Look after your self and your DH...I love your determination and the fact that you are clear about your next step but give yourself a little time for you just now 

Sending you my best wishes

Goldielocks


----------



## Ellie.st

Dear CG

I am so sorry about your BFN.  I was keeping everything crossed for you and really hoping this would be your turn. It's all so unfair.  However, I admire you  so much for not being beaten and already thinking about the next stage. I so hope it works for you - and , as I found, you just never know what's round the next corner ...     In the meantime, take care of each other. 

Love

Ellie


----------



## Cotswold Girl

Thanks for all your good wishes. It means alot. 

Love, CG xxxxx


----------



## Hollysox

CG...I was so sorry to see your post hun....I'd have posted sooner but for this bl**dy pc acting up again   Found it to be dodgy wiring on the DSL connection so hopefully it's fixed now   

CG just wanted to send you some cyber hugs and to say I am thinking of you hunni         Take care of yourself xxx


----------



## Cotswold Girl

Thanks Hollysox - was in need of a hug  

CG xxxx


----------



## ♥Meerkat♥

Hello Goldies 

Sending CG a hug - hope you and DH are OK    

Best wishes and lots of thawing vibes to Mrs B who will be picking up her snow babies     

Yonny - how are you doing??  Sending lots of positive vibes your way too

Love and hugs to everyone else - hope you are all doing well

Meerkat xx


----------



## yonny

Oh CG.............so very sorry its bad news!!           its a total bummer isnt it!
look after  yourself, I see youre thinking of the donor route next..............exactly what I did, and am about to go for treatment, ET on thursday..................so it is possible to 'get back in the saddle ' again - so to speak!!!!  
Keep us posted on what you decide!! 

Thanks for the positive vibes Meerkat sweetie.................... like I said ET on Thursday so off we go again!!
Havent really thought too much about this tx, was so sure the last one had worked so when it didnt I was totally deflated!
What will be will be and all that.....................but positive vibes and thoughts very much appreciated to help me along as Ill be pulling my hair out come Friday!!!!!!!!!!!!   

Hi to everyone else, will of course let you all know how everything goes!!
Lots of love
Yonny x


----------



## Hollysox

Hi   

Yonny...wow what fantastic news hun...are you going back to Reprofit for ET this week ?  I am sending you as many positive vibes I can through cyber space and pray big time this attempt is the successful one...                     

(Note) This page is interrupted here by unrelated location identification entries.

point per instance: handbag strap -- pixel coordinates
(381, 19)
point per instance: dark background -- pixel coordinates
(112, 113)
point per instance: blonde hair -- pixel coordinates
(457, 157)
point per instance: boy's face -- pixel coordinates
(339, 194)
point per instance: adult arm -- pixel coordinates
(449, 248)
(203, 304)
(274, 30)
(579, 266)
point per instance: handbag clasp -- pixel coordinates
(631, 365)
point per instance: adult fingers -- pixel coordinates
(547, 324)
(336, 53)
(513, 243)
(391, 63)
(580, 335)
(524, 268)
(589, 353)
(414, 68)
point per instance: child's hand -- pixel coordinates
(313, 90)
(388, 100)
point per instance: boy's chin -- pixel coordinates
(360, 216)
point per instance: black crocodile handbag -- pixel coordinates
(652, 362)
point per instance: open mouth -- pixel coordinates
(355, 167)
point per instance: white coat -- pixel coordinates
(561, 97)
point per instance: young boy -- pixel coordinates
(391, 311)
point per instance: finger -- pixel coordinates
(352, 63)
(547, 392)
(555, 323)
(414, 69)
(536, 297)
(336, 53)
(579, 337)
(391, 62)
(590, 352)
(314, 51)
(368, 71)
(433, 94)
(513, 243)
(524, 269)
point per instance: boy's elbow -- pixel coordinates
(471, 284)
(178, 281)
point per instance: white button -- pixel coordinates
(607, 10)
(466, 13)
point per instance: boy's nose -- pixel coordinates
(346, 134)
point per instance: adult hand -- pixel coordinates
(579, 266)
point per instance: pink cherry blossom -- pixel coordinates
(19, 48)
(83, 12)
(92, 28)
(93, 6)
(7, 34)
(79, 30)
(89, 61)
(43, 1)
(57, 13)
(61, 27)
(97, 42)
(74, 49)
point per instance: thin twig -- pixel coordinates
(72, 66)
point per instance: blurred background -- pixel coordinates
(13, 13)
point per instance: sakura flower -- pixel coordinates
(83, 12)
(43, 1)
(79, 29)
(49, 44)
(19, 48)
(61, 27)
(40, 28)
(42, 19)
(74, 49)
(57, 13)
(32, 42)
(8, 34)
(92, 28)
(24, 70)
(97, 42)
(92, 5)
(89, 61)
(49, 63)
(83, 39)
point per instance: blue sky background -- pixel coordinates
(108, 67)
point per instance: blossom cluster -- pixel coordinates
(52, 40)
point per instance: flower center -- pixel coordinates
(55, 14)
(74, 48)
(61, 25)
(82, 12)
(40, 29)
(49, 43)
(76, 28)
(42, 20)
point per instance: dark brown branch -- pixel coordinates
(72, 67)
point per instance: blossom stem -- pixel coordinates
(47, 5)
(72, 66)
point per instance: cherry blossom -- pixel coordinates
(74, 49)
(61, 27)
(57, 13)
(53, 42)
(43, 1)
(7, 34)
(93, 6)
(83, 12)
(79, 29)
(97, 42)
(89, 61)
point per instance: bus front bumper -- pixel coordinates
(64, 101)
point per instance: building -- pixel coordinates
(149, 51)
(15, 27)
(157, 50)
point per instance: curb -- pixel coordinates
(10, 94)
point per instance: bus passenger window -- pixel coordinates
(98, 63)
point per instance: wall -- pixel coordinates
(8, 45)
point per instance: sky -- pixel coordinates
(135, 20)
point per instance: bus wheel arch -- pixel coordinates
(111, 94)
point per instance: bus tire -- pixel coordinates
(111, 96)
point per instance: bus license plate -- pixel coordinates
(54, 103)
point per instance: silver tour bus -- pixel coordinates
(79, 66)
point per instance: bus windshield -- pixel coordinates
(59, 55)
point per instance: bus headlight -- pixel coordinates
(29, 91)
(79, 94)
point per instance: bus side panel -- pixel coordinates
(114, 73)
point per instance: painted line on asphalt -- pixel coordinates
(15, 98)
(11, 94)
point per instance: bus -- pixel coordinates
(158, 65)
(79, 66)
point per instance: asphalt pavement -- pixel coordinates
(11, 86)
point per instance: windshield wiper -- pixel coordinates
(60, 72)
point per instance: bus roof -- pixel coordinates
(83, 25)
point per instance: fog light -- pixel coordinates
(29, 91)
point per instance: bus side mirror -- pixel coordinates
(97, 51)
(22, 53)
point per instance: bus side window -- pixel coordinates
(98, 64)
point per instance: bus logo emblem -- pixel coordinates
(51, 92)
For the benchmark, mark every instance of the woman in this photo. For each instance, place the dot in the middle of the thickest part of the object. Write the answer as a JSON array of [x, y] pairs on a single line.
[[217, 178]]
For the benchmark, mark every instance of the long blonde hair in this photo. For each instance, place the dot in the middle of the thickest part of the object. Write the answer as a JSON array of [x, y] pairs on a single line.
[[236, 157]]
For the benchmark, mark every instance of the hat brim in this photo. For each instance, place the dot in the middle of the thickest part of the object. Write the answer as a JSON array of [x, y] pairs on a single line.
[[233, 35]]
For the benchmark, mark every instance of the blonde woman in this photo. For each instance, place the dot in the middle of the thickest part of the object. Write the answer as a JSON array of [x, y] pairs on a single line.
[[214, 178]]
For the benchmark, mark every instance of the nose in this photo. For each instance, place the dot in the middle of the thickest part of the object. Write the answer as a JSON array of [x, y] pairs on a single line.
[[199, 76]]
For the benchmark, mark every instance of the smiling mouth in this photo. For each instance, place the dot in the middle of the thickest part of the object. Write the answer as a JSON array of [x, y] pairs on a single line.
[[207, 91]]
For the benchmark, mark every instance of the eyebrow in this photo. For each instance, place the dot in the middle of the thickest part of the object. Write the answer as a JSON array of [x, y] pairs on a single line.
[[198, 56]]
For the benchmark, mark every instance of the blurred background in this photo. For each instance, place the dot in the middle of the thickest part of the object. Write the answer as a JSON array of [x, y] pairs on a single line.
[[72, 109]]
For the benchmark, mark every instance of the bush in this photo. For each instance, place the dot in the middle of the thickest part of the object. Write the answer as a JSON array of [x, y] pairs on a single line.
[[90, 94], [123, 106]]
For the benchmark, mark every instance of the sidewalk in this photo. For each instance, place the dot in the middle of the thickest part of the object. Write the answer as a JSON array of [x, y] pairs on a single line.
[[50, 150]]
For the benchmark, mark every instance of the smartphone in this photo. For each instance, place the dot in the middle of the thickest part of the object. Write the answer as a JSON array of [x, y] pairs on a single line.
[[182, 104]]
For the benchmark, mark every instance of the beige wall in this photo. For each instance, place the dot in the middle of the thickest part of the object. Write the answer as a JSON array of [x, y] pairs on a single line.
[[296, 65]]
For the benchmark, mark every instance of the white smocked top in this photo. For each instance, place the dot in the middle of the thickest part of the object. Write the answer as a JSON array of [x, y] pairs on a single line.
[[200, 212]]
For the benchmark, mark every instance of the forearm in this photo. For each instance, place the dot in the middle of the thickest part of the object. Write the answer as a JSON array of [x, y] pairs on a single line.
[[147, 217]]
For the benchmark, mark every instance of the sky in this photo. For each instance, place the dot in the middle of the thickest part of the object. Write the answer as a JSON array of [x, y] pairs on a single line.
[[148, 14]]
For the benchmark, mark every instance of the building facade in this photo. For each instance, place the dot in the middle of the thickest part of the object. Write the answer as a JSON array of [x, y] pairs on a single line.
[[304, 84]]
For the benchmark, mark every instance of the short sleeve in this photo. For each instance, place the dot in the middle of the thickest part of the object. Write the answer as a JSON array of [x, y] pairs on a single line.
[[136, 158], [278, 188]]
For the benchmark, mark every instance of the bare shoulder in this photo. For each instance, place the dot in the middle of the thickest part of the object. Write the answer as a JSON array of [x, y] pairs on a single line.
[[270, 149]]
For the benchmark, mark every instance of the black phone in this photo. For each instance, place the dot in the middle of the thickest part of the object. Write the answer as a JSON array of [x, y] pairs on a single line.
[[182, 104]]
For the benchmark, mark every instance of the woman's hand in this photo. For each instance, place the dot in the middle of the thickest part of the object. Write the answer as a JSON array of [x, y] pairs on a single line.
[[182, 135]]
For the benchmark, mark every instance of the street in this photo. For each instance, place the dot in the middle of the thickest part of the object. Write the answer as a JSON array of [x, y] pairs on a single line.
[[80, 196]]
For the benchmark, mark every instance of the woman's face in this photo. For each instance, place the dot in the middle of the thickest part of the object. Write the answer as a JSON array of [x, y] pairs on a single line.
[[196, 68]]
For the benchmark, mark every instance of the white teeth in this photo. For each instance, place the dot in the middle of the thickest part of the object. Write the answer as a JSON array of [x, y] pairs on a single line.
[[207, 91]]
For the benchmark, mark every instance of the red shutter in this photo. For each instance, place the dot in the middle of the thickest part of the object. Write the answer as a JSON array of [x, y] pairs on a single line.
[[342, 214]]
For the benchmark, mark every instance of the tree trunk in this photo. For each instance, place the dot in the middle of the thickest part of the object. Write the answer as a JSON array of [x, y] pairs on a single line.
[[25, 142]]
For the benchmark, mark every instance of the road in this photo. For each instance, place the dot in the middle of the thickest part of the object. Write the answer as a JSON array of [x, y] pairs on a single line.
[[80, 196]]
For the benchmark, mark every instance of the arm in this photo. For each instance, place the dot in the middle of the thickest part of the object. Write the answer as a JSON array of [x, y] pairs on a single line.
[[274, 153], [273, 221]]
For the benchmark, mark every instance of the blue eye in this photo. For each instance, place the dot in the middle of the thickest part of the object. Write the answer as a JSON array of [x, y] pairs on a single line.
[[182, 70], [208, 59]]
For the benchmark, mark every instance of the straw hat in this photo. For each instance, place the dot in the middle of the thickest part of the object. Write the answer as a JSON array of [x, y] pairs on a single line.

CG...sending you some more hugs and hope you are feeling a little stronger today     

Meerkat...hello hun, hope you are doing ok ?  Sending you a few hugs too    

Mrs B..sending positive thawing vibes for your snowbabies       

How is everyone else doing ? Lorri, Allison, Debs, Goldielocks, Ultra, Anita, Ellie, Nuala Cesca and anyone I may have forgotten.....sorry, brain is mush as usual  

Take care and love to you all xxxx


----------



## Cotswold Girl

Yonny - yes it is a total bummer - you forget how much until you have to stare at another negative pregnancy test don't you! Anyway I just wanted to wish you loads of luck for Thursday and to send you lots of                I really do hope you get that BFP you deserve. I'll be keeping everything crossed for you and Mrs Bunny. I've been in touch with Reprofit myself to see what their waiting lists and charges are and must say I'm impressed already with the prompt response I got from them. Combining treatment with a few days away also seems appealing right now. If you don't mind I might pm you soon with a few questions about getting tx abroad and what you recommend doing when planning your trip to Czech.

Mrs Bunny - from previous posts I guess you must be having your frosties transferred any day - I really hope they've thawed or will thaw perfectly and that these are THE ONES for you             I'm counting on you and Yonny to bring some long awaited positive news to this thread!  

DH and I have been getting through Green and Blacks like there's no tomorrow   Diet really will have to start soon if I'm to get rid of the IVF spare tyres around my middle before we contemplate another cycle  

CG xxxx


----------



## yonny

CG sweetie - ask anything you want!   Ill do my very best to answer!!  Thank you for the good wishes!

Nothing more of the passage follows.